Shakib Farnaz A, Huo Pengfei
Department of Chemistry, University of Rochester , 120 Trustee Road, Rochester, New York 14627, United States.
J Phys Chem Lett. 2017 Jul 6;8(13):3073-3080. doi: 10.1021/acs.jpclett.7b01343. Epub 2017 Jun 22.

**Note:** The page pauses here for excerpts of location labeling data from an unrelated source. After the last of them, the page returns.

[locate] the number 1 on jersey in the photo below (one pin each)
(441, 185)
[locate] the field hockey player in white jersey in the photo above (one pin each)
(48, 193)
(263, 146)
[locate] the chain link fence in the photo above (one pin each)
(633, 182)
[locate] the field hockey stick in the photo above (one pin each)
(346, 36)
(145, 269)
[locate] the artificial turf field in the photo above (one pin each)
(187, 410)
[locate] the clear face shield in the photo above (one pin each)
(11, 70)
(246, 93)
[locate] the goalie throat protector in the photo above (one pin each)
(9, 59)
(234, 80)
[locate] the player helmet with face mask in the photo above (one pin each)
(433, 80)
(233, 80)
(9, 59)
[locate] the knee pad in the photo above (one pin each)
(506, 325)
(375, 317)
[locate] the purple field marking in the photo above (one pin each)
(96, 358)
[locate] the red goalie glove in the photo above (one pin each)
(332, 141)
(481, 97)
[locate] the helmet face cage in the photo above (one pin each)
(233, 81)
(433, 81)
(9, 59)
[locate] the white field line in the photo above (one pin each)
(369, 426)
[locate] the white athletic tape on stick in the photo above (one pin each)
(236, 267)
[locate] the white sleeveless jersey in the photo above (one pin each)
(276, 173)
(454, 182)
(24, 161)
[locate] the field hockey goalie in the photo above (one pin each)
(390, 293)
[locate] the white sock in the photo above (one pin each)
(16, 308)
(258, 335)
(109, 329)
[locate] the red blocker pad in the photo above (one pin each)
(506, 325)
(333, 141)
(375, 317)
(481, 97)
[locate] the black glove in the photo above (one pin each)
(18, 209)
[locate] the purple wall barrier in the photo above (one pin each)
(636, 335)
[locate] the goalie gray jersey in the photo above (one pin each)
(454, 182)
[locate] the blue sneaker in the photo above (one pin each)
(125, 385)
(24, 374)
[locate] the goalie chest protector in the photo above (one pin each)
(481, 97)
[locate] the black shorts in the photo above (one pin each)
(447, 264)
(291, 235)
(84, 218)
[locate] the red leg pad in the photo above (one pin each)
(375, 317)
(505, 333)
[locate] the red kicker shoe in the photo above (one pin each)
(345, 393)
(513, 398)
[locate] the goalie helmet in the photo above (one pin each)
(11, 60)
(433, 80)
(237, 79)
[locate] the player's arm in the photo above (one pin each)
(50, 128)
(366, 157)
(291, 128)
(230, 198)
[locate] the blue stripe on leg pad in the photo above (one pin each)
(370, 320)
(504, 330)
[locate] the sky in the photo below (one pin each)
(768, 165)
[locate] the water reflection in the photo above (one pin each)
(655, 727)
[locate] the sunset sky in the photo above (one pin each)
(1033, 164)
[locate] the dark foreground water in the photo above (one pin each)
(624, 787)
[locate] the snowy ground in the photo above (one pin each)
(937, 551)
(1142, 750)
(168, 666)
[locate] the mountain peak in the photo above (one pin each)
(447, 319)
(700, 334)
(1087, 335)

We apply a recently proposed ring polymer surface hopping (RPSH) approach to investigate the real-time nonadiabatic dynamics with explicit nuclear quantum effects. The nonadibatic electronic transitions are described through Tully's fewest-switches surface hopping algorithm and the motion of the nuclei are quantized through the ring polymer Hamiltonian in the extended phase space. Applying the RPSH method to simulate Tully's avoided crossing models, we demonstrate the critical role of the nuclear tunneling effect and zero-point energy for accurately describing the transmission and reflection probabilities with low initial momenta. In addition, in Tully's extended coupling model, we show that the ring polymer quantization effectively captures decoherence, yielding more accurate reflection probabilities. These promising results demonstrate the potential of using RPSH as an accurate and efficient method to incorporate nuclear quantum effects into nonadiabatic dynamics simulations.
我们应用最近提出的环聚合物表面跳跃(RPSH)方法来研究具有明确核量子效应的实时非绝热动力学。非绝热电子跃迁通过塔利的最少开关表面跳跃算法来描述,并且原子核的运动在扩展相空间中通过环聚合物哈密顿量进行量子化。将RPSH方法应用于模拟塔利的避免交叉模型,我们证明了核隧穿效应和零点能对于准确描述低初始动量下的透射和反射概率的关键作用。此外,在塔利的扩展耦合模型中,我们表明环聚合物量子化有效地捕捉了退相干,产生了更准确的反射概率。这些有前景的结果证明了使用RPSH作为一种准确且高效的方法将核量子效应纳入非绝热动力学模拟的潜力。